Il y a des papillons partout dans le monde où il y a des insectes, ce qui représente presque toutes les zones du monde à l’exception des pôles. C’est ce qui pousse les collectionneurs de papillons à parcourir le monde à la recherche de spécimens rares pour enrichir leur collection. Ainsi, le lépidoptériste amateur a capturé personnellement une large majorité des rhopalocères (les papillons de jour) et des hétérocères (les « papillons de nuit », quoique cette dénomination soit jugée réductrice par la communauté scientifique) de sa collection, surtout entre 1962 et 1992. Bien entendu, la majorité de ces spécimens proviennent de France, quoi qu’il ait déjà aperçu un papillon exotique au jardin d’acclimatation de Paris, probablement né d’une chenille d’importation. Mais il a également voyagé, et a pu capturer une centaine de papillons exotiques au Mexique, au Guatemala ainsi que dans les Îles Canaries. Les îles sont toujours un des meilleurs endroits au monde pour trouver des papillons, et notamment les spécimens les plus rares. Soumis à de nombreux courants, de nombreux insectes s’y arrêtent, portés par les vents chauds ou transportés par les échanges humains, tandis que les climats tropicaux et la présence de forêts favorisent considérablement la richesse de la biodiversité. Ainsi, les cas les plus extrêmes se trouvent dans les îles, notamment dans l’archipel des Moluques où vivent les plus grands papillons du monde. L’envergure de ces spécimens est ahurissante, supérieure à 35 cm, et ils volent le plus souvent à 15 ou 20 mètres du sol, cherchant à butiner les fleurs des cocotiers. C’est bien simple, ce sont des insectes si imposants et si éloignés du sol qu’on ne les chasse pas avec un filet à papillon, mais avec un fusil chargé avec des ampoules de gaz anesthésiant !

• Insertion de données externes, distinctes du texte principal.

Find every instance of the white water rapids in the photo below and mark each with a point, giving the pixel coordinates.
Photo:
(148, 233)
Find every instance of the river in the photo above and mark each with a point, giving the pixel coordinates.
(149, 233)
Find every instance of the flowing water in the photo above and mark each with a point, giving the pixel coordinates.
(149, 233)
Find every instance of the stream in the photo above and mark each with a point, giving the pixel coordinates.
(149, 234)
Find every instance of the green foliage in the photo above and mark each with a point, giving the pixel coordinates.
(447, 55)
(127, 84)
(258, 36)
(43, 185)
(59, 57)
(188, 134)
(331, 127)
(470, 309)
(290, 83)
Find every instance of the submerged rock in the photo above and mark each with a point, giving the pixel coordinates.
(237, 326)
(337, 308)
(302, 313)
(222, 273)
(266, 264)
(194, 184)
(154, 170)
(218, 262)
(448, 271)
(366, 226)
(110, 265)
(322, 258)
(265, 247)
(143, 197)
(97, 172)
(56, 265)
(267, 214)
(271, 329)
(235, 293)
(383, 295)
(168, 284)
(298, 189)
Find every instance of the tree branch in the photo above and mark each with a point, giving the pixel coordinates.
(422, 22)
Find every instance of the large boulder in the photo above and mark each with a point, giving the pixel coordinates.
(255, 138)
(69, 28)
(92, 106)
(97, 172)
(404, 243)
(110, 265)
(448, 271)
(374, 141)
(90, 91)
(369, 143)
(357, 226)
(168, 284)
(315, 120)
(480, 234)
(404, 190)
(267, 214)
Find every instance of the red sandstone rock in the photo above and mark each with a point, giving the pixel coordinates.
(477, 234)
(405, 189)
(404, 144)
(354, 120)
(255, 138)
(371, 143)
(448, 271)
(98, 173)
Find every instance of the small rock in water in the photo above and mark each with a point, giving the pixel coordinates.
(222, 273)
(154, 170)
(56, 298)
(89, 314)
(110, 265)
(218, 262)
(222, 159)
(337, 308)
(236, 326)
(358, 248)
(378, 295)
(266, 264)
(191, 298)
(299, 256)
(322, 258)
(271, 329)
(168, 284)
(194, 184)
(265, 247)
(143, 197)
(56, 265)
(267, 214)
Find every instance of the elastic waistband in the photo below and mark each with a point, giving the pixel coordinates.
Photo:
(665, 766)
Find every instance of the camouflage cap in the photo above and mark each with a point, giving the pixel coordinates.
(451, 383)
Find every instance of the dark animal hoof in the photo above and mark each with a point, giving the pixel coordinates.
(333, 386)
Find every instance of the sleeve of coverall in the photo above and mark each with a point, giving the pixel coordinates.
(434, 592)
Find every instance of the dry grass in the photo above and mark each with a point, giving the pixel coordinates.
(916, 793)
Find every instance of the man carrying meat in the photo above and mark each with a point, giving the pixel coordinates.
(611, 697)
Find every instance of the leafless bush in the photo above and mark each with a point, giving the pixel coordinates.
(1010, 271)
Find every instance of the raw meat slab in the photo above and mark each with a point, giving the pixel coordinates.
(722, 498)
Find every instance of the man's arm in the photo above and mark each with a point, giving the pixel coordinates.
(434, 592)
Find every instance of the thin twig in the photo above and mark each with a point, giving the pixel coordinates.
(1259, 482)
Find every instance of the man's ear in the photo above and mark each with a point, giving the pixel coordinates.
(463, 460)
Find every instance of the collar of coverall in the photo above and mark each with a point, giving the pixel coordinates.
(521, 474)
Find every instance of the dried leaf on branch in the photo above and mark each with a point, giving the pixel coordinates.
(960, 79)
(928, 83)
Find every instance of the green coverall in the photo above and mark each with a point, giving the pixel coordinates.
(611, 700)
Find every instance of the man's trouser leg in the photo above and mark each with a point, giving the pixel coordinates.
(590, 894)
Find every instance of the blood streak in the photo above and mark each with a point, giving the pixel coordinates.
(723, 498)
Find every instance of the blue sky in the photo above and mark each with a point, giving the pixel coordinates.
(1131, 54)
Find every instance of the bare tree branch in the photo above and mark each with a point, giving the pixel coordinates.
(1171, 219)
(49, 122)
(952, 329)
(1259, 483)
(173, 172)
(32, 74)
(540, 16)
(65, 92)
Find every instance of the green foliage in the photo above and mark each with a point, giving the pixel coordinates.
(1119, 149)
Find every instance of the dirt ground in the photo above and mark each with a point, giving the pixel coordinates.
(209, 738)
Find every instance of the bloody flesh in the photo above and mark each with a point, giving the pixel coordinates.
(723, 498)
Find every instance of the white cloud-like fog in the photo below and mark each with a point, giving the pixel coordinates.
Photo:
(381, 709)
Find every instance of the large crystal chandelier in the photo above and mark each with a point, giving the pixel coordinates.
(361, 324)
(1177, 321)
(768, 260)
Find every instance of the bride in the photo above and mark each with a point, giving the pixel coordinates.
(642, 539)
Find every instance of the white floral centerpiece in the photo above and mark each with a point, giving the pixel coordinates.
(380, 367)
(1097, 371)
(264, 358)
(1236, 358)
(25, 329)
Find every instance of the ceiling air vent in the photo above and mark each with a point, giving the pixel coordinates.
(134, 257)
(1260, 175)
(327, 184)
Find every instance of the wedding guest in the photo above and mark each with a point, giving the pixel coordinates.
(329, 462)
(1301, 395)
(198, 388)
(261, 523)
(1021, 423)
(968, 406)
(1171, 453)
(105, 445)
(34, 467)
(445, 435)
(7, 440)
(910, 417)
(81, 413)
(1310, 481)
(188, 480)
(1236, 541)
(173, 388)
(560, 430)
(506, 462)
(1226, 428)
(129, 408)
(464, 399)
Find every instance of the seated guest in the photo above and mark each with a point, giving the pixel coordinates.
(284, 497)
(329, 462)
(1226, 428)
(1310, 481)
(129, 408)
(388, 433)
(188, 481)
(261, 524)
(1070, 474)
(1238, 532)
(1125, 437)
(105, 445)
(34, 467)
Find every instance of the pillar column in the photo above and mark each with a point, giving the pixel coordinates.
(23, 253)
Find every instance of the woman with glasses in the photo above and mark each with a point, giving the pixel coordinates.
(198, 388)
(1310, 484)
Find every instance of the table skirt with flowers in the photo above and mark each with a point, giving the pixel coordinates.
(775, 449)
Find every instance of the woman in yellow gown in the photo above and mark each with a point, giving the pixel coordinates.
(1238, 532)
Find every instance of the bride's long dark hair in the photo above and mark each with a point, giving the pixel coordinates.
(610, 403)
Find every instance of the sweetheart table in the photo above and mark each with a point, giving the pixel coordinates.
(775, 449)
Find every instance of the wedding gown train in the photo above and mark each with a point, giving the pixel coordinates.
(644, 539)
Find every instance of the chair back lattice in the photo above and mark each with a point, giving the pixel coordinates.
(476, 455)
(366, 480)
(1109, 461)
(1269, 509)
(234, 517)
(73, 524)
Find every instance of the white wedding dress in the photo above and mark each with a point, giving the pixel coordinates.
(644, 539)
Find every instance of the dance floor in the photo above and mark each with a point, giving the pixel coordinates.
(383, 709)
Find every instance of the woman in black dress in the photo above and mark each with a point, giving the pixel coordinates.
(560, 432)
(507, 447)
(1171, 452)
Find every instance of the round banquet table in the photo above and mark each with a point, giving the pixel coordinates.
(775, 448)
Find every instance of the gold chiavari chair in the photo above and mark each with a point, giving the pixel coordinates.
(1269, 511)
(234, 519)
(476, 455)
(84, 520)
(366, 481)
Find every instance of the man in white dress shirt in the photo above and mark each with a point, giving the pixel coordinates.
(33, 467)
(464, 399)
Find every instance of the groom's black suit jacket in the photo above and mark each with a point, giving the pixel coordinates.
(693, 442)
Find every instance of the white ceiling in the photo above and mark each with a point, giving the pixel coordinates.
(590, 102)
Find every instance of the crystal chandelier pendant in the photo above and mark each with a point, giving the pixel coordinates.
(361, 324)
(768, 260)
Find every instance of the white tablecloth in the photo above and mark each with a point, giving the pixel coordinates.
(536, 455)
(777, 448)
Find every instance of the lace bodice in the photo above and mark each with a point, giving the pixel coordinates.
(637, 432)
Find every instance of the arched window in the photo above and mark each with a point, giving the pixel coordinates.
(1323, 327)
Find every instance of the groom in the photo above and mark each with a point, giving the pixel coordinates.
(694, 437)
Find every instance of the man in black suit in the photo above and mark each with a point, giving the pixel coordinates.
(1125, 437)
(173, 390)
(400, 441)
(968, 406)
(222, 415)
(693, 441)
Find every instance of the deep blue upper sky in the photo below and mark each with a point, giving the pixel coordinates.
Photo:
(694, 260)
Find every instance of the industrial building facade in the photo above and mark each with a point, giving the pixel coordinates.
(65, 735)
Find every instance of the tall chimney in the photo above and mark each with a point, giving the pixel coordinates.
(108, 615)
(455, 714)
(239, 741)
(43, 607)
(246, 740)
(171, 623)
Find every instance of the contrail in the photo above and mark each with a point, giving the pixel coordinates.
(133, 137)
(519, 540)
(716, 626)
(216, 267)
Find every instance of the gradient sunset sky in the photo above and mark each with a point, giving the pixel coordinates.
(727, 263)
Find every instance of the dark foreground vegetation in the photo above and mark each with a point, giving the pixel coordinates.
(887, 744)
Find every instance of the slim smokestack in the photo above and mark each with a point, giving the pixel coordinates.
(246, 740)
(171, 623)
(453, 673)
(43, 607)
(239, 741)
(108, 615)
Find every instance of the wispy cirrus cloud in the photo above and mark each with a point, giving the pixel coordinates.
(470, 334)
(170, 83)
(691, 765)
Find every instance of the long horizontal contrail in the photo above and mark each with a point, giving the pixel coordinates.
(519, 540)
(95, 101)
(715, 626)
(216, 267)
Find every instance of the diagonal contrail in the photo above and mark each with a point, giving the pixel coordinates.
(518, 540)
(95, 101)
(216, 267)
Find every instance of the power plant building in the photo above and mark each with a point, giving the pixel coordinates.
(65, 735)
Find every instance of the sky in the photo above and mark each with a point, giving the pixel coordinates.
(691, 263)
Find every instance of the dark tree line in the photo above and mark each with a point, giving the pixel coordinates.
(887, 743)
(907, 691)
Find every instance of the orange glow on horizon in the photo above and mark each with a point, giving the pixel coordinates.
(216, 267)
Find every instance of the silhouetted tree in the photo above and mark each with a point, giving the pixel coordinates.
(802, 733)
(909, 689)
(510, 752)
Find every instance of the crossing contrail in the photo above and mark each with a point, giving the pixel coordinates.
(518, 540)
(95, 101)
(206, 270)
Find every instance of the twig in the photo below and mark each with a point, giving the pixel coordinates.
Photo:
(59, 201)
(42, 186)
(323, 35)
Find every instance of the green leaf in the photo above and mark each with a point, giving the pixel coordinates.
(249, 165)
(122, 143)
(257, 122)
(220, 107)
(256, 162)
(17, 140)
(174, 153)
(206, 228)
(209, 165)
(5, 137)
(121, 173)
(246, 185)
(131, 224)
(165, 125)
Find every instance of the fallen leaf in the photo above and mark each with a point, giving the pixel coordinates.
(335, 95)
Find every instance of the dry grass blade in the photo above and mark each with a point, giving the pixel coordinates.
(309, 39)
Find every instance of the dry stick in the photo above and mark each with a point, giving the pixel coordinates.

Mais parfois, Jean-Yves Stoquer fait le choix de ne pas se déplacer, en tout cas pas à chaque fois. Il a également pratiqué quelques échanges pour obtenir des papillons à préparer soi-même. Ces spécimens-ci, quelques centaines sur les milliers de la collection de l’ingénieur, sont soigneusement conservés dans des papillotes de papier et proviennent plutôt d’Afrique et des îles, avec le Kenya, Madagascar, Mayotte et les Comores. Et puis, il est également possible de bénéficier de la générosité de sa famille, ou de ses amis ! Ainsi, plusieurs proches du brave collectionneur ont eu vent de sa passion et ont profité de leurs propres voyages pour lui ramener quelques spécimens, agrandissant sa collection avec des papillons obtenus à Djibouti et en Guyane Française. Enfin, il est également possible d’obtenir des papillons déjà préparés en boîte, ce qui permet souvent d’obtenir des spécimens rares ou lointains. Il y a un véritable commerce qui s’est développé sur la question, et si la chasse de l’insecte est le plus souvent le principal moteur des collectionneurs, ces derniers trouvent toujours plaisants d’acquérir un spécimen qui leur manquait par ce biais. Notre ingénieur favori a ainsi pu obtenir quelques exemplaires en provenance de Cuba, du Guatemala ou du Brésil. Il faut enfin savoir que les papillons sont sensibles au réchauffement climatique : ce dernier produit une remontée des espèces vers le Nord, car elles suivent les espèces végétales dont leurs chenilles se nourrissent. Mais ils craignent surtout les activités humaines, notamment les armes de destruction massives, les insecticides et les herbicides qui causent des ravages irrémédiables à leur environnement. Le bilan est déprimant : il ne reste aujourd’hui qu’à peine 10% du nombre de papillon qui pouvait être dénombré il y a 50 ans seulement.